CARTAGENA, Colombia John McCain portrayed free trade Tuesday as a win-win proposition for the U.S. and its Latin American economic partners, but labor leaders said it's been a big loser for Rust Belt voters.
The Republican presidential hopeful began a three-day visit to Colombia and Mexico after a campaign swing through Indiana and Pennsylvania, two states hit hard by the loss of manufacturing jobs partly due to trade agreements like the North American Free Trade Agreement between the U.S., Mexico and Canada, which McCain strongly supports.
McCain and his wife, Cindy, met Colombian President Alvaro Uribe at the president's ceremonial home in Cartagena before a meeting between the two men and several Colombian cabinet ministers.
As McCain headed abroad, Democrat Barack Obama repeated his vow to renegotiate NAFTA if elected to include enforceable labor and environmental provisions. At a news conference in Ohio, a state hard-hit by job losses, Obama said, "The United States wanting to make sure that its ... standards aren't being undermined isn't imperialist."
Although Obama didn't mention McCain or his trip, a prominent Obama supporter criticized McCain's visit.
"Today after he finishes his speech here in Indiana, he's hopping on a plane and going to Colombia and Mexico to talk about how much our trade agreements are going to help those countries, rather than taking about what we can do to help this country," United Auto Workers Vice President Terry Thurman told reporters.

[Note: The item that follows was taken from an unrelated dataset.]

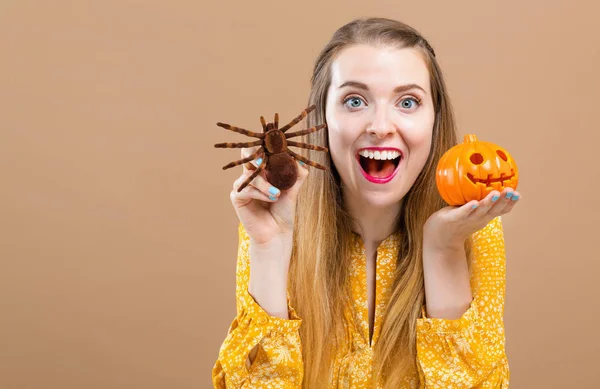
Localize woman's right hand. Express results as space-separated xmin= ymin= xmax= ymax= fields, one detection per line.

"Now I find it no surprise that he's going to go to Mexico to talk about how great NAFTA is because he certainly is not going to find much support for it here in the Hoosier state," Thurman said.
McCain conceded Monday he still has work to do to convince voters in industrial swing states in the Midwest, where the presidential election could be decided, that his support for free trade will benefit them, not just cost more jobs. He pledged to improve programs for displaced workers and unemployment insurance if elected, but acknowledged that wouldn't be enough.
"I have to convince them the consequences of protectionism and isolationism could be damaging to their future," the Arizona senator said.
"I understand it's very tough. But for me to give up my advocacy of free trade would be a betrayal of trust," he said. "And the most precious commodity I have with the American people is that they trust me."
McCain's trip caps a visit in late June to Ottawa, where he talked up cross-border cooperation with Canada on economic issues, especially trade.
McCain arrived in Cartagena, Colombia, Tuesday evening for meetings with Uribe and several cabinet ministers. He was accompanied by two of his top supporters, Sens. Lindsey Graham, R-S.C., and Joe Lieberman, an independent from Connecticut.